By Helen Ovbiagele, Woman Editor
It’s thumbs-down for governance in this country, especially if you’re talking of accountability.
What politicians promise us is never what we get, and we’re always too timid to remind them when they’re not performing, that they had promised us this and that.
Isn’t it ridiculous that after several ministers and high government officials have gone on inspection of our federal roads, the media still has a lot to write on the deteriorating state of these roads?
Any effort the government has made in the last ten years to make our interstate roads motorable has been very feeble.
They award contractors the job of repairing, and for a week or two there’s a flurry of activities on that road. Later, you find idle road repair equipment by the roadside, with the work far from being completed. Decay begins to set in, and the road is worse than ever before.
Right now, the Benin/Lagos road has become so bad that travellers take almost a whole day to do a journey that is meant to last just three hours. Vehicles break down, not to mention lives that are lost due to accidents as vehicles try to avoid death-trap pot-holes.

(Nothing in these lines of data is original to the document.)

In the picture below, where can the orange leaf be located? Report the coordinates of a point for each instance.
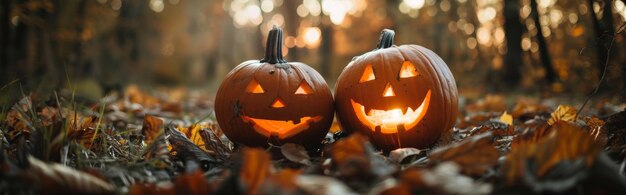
(255, 169)
(564, 113)
(564, 141)
(475, 155)
(152, 127)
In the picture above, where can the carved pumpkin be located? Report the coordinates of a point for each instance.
(274, 101)
(400, 96)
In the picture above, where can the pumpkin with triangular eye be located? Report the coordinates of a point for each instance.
(274, 101)
(399, 96)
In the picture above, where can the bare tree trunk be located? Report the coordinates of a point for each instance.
(513, 28)
(78, 45)
(326, 50)
(604, 30)
(292, 22)
(5, 30)
(546, 61)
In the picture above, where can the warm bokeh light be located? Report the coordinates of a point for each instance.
(312, 36)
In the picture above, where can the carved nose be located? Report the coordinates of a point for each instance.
(278, 103)
(388, 91)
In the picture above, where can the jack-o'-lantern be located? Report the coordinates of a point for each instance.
(274, 101)
(400, 96)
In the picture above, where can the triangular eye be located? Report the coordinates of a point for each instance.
(368, 74)
(254, 87)
(304, 89)
(278, 103)
(407, 70)
(388, 91)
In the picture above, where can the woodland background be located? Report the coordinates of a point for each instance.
(538, 46)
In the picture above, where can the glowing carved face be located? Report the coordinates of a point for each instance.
(280, 128)
(390, 120)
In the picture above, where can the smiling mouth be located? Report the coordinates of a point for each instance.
(281, 128)
(390, 120)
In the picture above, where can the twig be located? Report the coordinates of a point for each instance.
(606, 67)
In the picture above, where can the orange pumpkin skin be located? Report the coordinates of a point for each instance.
(274, 101)
(411, 85)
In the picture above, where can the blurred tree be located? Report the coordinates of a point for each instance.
(603, 27)
(544, 54)
(513, 29)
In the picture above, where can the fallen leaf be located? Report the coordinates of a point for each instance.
(152, 128)
(475, 155)
(295, 153)
(192, 183)
(354, 160)
(399, 155)
(59, 179)
(323, 185)
(444, 178)
(17, 119)
(506, 118)
(187, 150)
(565, 143)
(283, 182)
(254, 170)
(563, 113)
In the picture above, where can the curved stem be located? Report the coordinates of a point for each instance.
(274, 47)
(386, 39)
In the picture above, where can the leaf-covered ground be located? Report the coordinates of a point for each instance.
(167, 142)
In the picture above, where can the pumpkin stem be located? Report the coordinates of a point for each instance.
(274, 47)
(386, 39)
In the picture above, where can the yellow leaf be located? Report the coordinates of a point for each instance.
(506, 118)
(563, 113)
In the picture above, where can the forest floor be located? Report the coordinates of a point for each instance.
(166, 141)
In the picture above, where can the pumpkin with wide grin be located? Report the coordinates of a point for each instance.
(389, 120)
(399, 96)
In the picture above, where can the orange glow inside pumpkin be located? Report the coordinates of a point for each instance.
(388, 120)
(368, 74)
(407, 70)
(303, 89)
(281, 129)
(388, 92)
(278, 103)
(254, 87)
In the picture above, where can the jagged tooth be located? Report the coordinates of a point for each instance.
(367, 110)
(404, 109)
(410, 111)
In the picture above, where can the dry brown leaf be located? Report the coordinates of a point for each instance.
(81, 128)
(445, 178)
(594, 126)
(475, 155)
(254, 170)
(491, 103)
(350, 147)
(17, 118)
(563, 113)
(295, 153)
(564, 142)
(528, 108)
(188, 183)
(398, 155)
(496, 128)
(284, 182)
(152, 127)
(150, 189)
(59, 179)
(194, 134)
(506, 118)
(192, 183)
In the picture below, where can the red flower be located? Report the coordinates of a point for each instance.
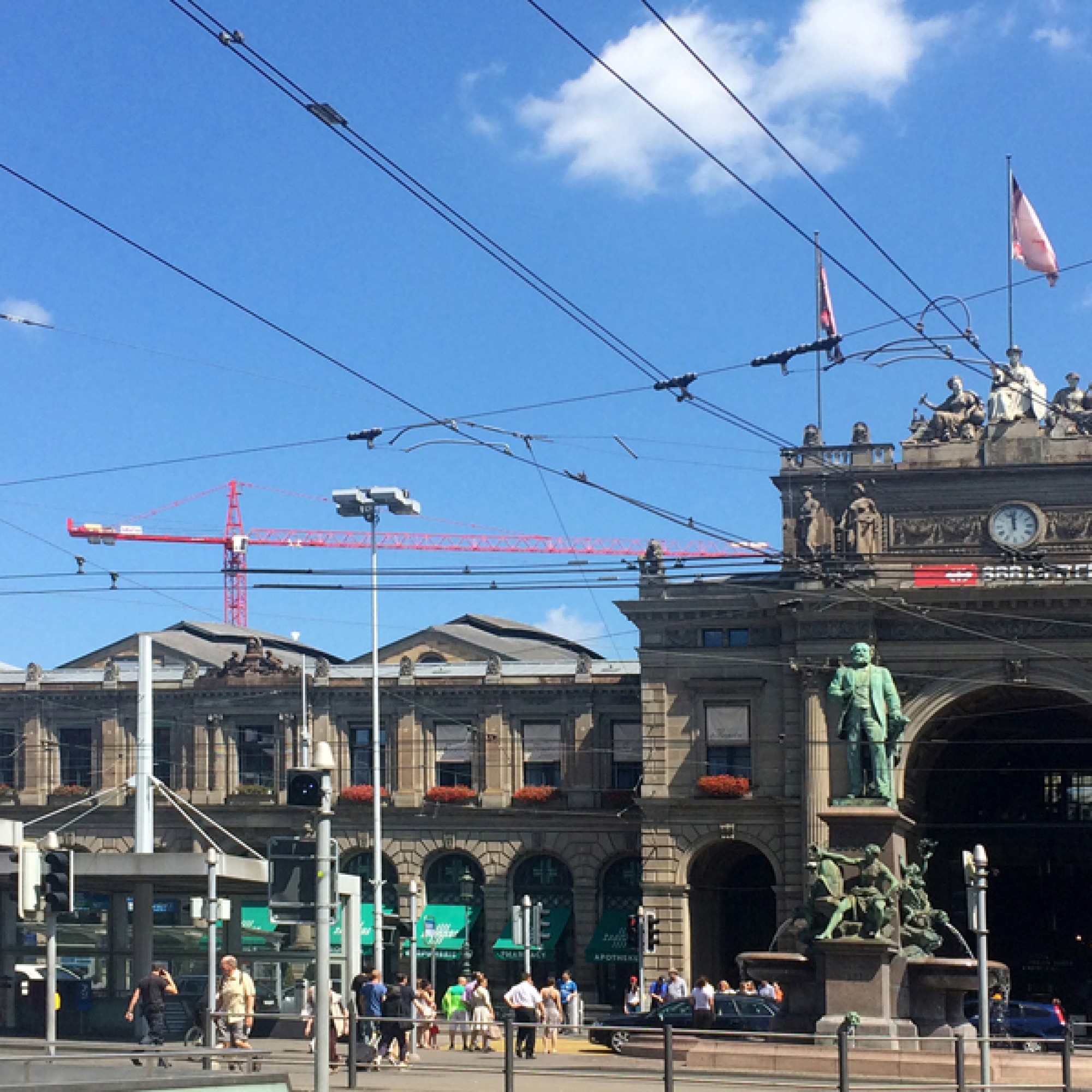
(361, 794)
(450, 794)
(537, 794)
(725, 786)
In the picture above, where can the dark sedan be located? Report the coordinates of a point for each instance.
(731, 1013)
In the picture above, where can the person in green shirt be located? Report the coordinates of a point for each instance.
(455, 1012)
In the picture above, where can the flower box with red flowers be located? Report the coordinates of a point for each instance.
(362, 794)
(725, 786)
(450, 794)
(537, 794)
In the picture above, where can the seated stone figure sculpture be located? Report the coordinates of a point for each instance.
(958, 418)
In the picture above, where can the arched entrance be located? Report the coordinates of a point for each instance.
(446, 886)
(1012, 767)
(733, 908)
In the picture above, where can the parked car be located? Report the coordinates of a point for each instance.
(1031, 1026)
(731, 1013)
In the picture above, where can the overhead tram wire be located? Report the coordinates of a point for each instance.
(348, 135)
(658, 511)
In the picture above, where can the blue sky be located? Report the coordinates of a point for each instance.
(906, 109)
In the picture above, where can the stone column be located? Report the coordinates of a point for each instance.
(497, 756)
(816, 796)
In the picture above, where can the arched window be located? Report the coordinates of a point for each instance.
(360, 864)
(621, 888)
(547, 880)
(445, 877)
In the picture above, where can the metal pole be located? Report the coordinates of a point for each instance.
(377, 781)
(526, 912)
(144, 811)
(51, 983)
(981, 880)
(322, 1007)
(844, 1058)
(509, 1054)
(669, 1059)
(211, 860)
(305, 725)
(413, 935)
(1008, 265)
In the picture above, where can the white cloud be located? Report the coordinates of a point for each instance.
(836, 53)
(1059, 39)
(27, 310)
(568, 624)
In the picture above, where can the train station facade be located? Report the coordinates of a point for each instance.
(691, 780)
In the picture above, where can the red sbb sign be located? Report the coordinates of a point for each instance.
(946, 576)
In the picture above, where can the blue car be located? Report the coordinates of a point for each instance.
(1032, 1026)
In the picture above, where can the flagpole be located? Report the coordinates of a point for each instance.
(1008, 172)
(818, 336)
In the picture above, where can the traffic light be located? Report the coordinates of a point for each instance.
(30, 880)
(58, 882)
(305, 789)
(651, 933)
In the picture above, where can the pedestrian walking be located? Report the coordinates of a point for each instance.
(552, 1015)
(527, 1003)
(371, 1005)
(702, 1002)
(572, 1003)
(151, 994)
(398, 1019)
(482, 1015)
(235, 1002)
(455, 1012)
(338, 1026)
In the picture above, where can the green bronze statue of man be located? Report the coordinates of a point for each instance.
(872, 723)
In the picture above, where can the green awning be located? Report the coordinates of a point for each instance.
(610, 944)
(445, 929)
(506, 948)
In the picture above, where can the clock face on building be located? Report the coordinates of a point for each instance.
(1015, 526)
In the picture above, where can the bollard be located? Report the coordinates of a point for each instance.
(509, 1054)
(1067, 1060)
(669, 1059)
(351, 1060)
(844, 1057)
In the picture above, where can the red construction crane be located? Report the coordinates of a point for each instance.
(236, 542)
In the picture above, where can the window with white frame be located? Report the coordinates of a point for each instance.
(627, 766)
(728, 740)
(542, 753)
(455, 755)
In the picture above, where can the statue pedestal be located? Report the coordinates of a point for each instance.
(856, 824)
(863, 977)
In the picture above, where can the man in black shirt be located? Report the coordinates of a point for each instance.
(152, 993)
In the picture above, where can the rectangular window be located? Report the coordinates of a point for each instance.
(627, 755)
(728, 741)
(8, 746)
(75, 752)
(455, 755)
(360, 752)
(542, 754)
(257, 747)
(162, 762)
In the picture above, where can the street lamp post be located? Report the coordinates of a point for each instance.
(365, 504)
(467, 898)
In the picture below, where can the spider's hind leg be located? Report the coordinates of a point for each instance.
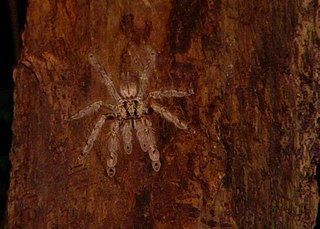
(147, 140)
(127, 136)
(113, 147)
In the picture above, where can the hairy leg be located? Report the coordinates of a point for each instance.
(113, 147)
(143, 85)
(127, 137)
(146, 137)
(107, 80)
(93, 136)
(169, 93)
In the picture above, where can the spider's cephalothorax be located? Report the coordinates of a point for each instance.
(130, 112)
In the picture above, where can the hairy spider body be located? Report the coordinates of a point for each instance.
(130, 112)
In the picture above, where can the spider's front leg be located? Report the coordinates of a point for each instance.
(170, 117)
(93, 136)
(113, 147)
(89, 109)
(147, 140)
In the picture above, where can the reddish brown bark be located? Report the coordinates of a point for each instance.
(254, 67)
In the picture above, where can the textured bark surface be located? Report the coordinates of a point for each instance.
(254, 67)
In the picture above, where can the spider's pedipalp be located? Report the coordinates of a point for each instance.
(127, 137)
(92, 138)
(107, 80)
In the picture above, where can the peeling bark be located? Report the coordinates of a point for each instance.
(254, 67)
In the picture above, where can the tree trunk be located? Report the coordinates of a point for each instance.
(254, 69)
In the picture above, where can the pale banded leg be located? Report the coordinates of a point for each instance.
(93, 136)
(113, 148)
(169, 93)
(89, 109)
(127, 137)
(143, 85)
(170, 117)
(141, 135)
(107, 80)
(146, 137)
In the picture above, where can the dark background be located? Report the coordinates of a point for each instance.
(12, 19)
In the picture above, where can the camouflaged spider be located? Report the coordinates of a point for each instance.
(130, 111)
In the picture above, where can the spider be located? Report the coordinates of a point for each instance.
(129, 112)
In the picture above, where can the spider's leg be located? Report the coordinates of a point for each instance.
(143, 84)
(107, 80)
(141, 135)
(93, 136)
(85, 111)
(169, 93)
(127, 137)
(147, 140)
(113, 147)
(171, 117)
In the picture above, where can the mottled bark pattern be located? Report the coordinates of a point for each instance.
(254, 68)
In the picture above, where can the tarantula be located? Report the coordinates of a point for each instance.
(130, 111)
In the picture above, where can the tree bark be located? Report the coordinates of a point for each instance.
(254, 68)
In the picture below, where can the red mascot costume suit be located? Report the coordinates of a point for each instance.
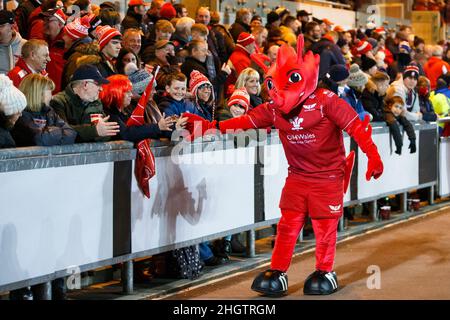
(310, 123)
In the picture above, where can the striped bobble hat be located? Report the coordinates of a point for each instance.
(411, 71)
(105, 34)
(241, 98)
(245, 39)
(76, 29)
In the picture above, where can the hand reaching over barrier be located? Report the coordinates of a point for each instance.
(198, 126)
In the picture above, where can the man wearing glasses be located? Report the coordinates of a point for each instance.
(80, 106)
(110, 42)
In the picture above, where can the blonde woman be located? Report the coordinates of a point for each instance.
(249, 79)
(39, 124)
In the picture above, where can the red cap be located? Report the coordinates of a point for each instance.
(76, 29)
(361, 47)
(57, 13)
(241, 98)
(138, 3)
(245, 39)
(328, 22)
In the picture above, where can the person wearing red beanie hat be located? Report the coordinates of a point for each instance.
(110, 42)
(167, 11)
(240, 58)
(73, 31)
(239, 102)
(203, 92)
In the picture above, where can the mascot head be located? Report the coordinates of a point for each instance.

Eager to find a passable place on the road, motorists drive up the wrong way and ram into one another, or overturn into the river or forest. What about all those promises ministers and government officials made about completely rehabilitating that road?
Many readers are disappointed by the pace of development in this country despite promises by each successive government to make our lot better.
“”Madam Helen, don’t mention accountability by politicians or government official at any level of governance in this country. At the moment, they’ve all suspended work in order to pursue their political ambition.
In countries where accountability is taken seriously, the rulers and the politicians don’t give any attention to the elections until it’s almost time to go to the polls.
That’s not the case with us. Those seeking to be elected are not asking themselves first if they have anything to offer us, and if they can deliver. They just want to win at elections.
If you ask me, I would say we should suspend civilian rule. – James, Lagos.’”
“”Sister Helen, I too watched that Ophrah Winfrey programme in which Laura Bush confirmed that the President of the United States pays for the food he consumes at the White House. I remember wondering then if our politicians would ever do that in this country.
In fact, who would dare ask them to come settle their debts? Aren’t they all freeloaders from top to bottom? There are very few people of honour here. Once anyone is in power, the person immediately seeks to place himself or herself above the law.
We have to be re-educated on the issue of integrity and honour in this country. When you’‘re elected into or placed in a position to serve the nation, you’re there for the nation, not for yourself. – Angela, Lekki, Lagos.”“
“”Madam, I don’t think the crop of rulers that find their way into power in our country at present would have the discipline to follow laid-down rules like in the western countries, especially the U.S.A. where citizens know their rights, and are able and encouraged, to exercise their rights.
However, one shouldn’t lay all the blame for lack of integrity and accountability on our rulers. This is because they come from the system. That is, a system that doesn’t celebrate honest hard labour, but edifies corruption and thievery.
I’m of the much older generation and I believe that the decadence in the society is because discipline in the home is no longer there. Many of these people in power were born after independence, and even in some cases, their parents were young children at independence, so, the good old values on which the wheel of society ran smoothly, has never been part of their lives.
If you weren’‘t raised to be honest, you can’t be honest when you become a leader. – Elder Segun, Ondo.”“
“”Madam Ovbiagele, do you think we know what it is to be accountable in this country? Accountability comes from a desire to be honest. If you’re not honest you cannot feel the need to respect rules and order; to the extent that you’d not abuse your office. You would think that the higher you are in the society, the more above the law you are.
In countries running true democracy, the reverse is the case. If you’re required as a ruler or high government official to pay for your food and drinks, accommodation and transport, whatever the occasion you, do so graciously.
You don’t say your level at your place of work, or in the country, is above obeying that order, and then try to set up rules for yourself which would mean flouting laid-down rules.
If you take money for a trip, retire it when you return. Don’t say you’re the overall boss and not accountable to anyone. If the boss is fraudulent, even in a small way, he/she is exposed to blackmail from the subordinates who would want to emulate the boss, and even surpass his/her efforts. Such a boss would lose a grip on discipline as he/she couldn’t call his cheating and thieving subordinates to order. – Madam Rita, Calabar.’”
We thank all those readers who wrote in via text messages, e-mails and telephone calls, to give their views. The reaction was overwhelming, but we regret we’re not able to publish every response.